So if there are two functions that block for 2 and 3 seconds respectively, I'd expect to get the result after 3 seconds. However, it really takes 5 seconds - ie it seems the functions are being executed in sequence and not in parallel. Am I doing something wrong?
edit: This is an example. The time taken is ~4000 milliseconds when I want it to be ~2000.
long start = System.currentTimeMillis();
Map<String, Supplier<String>> input = new HashMap<String, Supplier<String>>();
input.put("1", () -> {
try {
Thread.sleep(2000);
} catch (InterruptedException e) {
e.printStackTrace();
}
return "a";
});
input.put("2", () -> {
try {
Thread.sleep(2000);
} catch (InterruptedException e) {
e.printStackTrace();
}
return "b";
});
Map<String, String> results = input.keySet().parallelStream().collect(Collectors.toConcurrentMap(
key -> key,
key -> {
return input.get(key).get();
}));
System.out.println("Time: " + (System.currentTimeMillis() - start));
}
Doesn't make any difference if I iterate over the entrySet() instead of the keySet()

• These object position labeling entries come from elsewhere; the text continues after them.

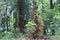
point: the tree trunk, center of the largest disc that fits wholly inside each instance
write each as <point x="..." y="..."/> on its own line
<point x="39" y="22"/>
<point x="21" y="16"/>
<point x="51" y="7"/>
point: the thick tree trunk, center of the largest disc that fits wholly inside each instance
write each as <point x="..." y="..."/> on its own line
<point x="51" y="4"/>
<point x="51" y="7"/>
<point x="39" y="22"/>
<point x="21" y="16"/>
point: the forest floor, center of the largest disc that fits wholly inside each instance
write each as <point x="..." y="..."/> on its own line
<point x="43" y="39"/>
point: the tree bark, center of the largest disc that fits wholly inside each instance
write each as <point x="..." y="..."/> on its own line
<point x="21" y="22"/>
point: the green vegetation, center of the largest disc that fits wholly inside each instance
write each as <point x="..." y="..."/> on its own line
<point x="19" y="18"/>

edit: changing the parallel part to the following also does not help:
Map<String, String> results = input.entrySet().parallelStream().map(entry -> {
return new ImmutablePair<String, String>(entry.getKey(), entry.getValue().get());
}).collect(Collectors.toConcurrentMap(Pair::getLeft, Pair::getRight));
When executing in parallel, there is overhead of decomposing the input set, creating tasks to represent the different portions of the calculation, distributing the actions across threads, waiting for results, combining results, etc. This is over and above the work of actually solving the problem. If a parallel framework were to always decompose problems down to a granularity of one element, for most problems, these overheads would overwhelm the actual computation and parallelism would result in a slower execution. So parallel frameworks have some latitude to decide how finely to decompose the input, and that's what's happening here.
In your case, your input set is simply too small to be decomposed. So the library chooses to execute sequentially.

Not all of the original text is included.